Stacey Chappell receives the gold award from Joanne Davies-Jones, the managing director of whathouse.co.uk, watched by John Lewis from Scottish Power (second left) and comedian Hugh Dennis.

Keepmoat Homes’ green credentials continue to grow with the addition of prestigious awards, accolades and accreditations.

In the past two weeks the company has become the What House? ‘Sustainable developer of the year’, been a finalist in the British Energy Awards ‘Excellence in carbon reduction’ and as part of the Keepmoat Group, achieved its highest ever score in the NextGeneration benchmark, which measures sustainability performance.

Said Keepmoat Homes Sustainability Manager, Stacey Chappell: “This is great news, which rewards the significant efforts of our people to improve environmental performance and build more sustainable homes for the future. That’s good for business, good for the planet and good for customers, who will enjoy lower energy costs.”

The What House? Awards – now in a 30th year – celebrate outstanding achievement in the house building industry. This is what the judges said about Keepmoat Homes’ entry: “From a strategic level right down to on-site policies the company has demonstrated a commitment to sustainability.”

In addition to these awards, Keepmoat Homes has, over the past year, become the first house builder in the UK to achieve certification from the British Standards Institution (BSI) for the energy management system standard, BS EN 16001 and is now working towards ISO 50001 energy management accreditation.

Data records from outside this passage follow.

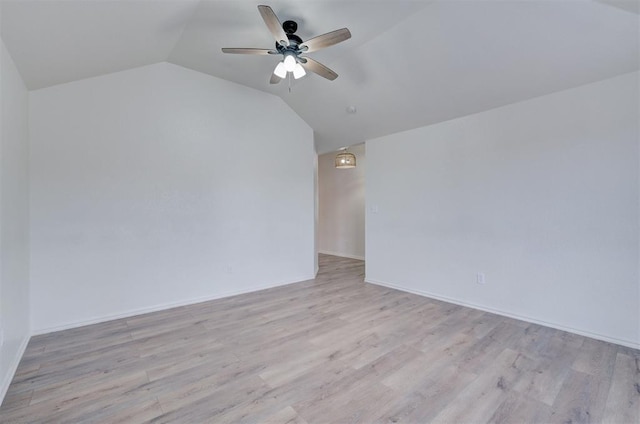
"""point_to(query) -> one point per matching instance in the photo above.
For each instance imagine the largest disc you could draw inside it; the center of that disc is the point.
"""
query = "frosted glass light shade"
(345, 160)
(280, 71)
(289, 62)
(298, 71)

As part of a drive to improve its environmental credentials and build more sustainable homes, the company, which constructs around 1,600 properties a year throughout the South East, Midlands and the North of England, is replacing traditional site cabins with modern, double glazed, highly insulated, temperature controlled eco-units with self closing doors and low energy lighting managed by sensors.

Sales offices and show homes are also being overhauled. The garages in which the sales teams work are now fitted with additional floor, wall and roof insulation while the adjacent show homes benefit from low energy sensor lighting.

In addition, training and energy awareness sessions are staged with all staff and a Home User Guide provided to buyers encourages green lifestyles by including advice and guidance on recycling and energy conservation.

Keepmoat Homes is applying sustainable technology to all the homes it builds, including staging a trial of code five and six homes.

It is believed that these homes, in Newcastle, will be the first in Britain to meet the SAP2009 November 2010 code. They will be measured against the BREEAM standard, which sets the benchmark for best practice in sustainable building design and construction.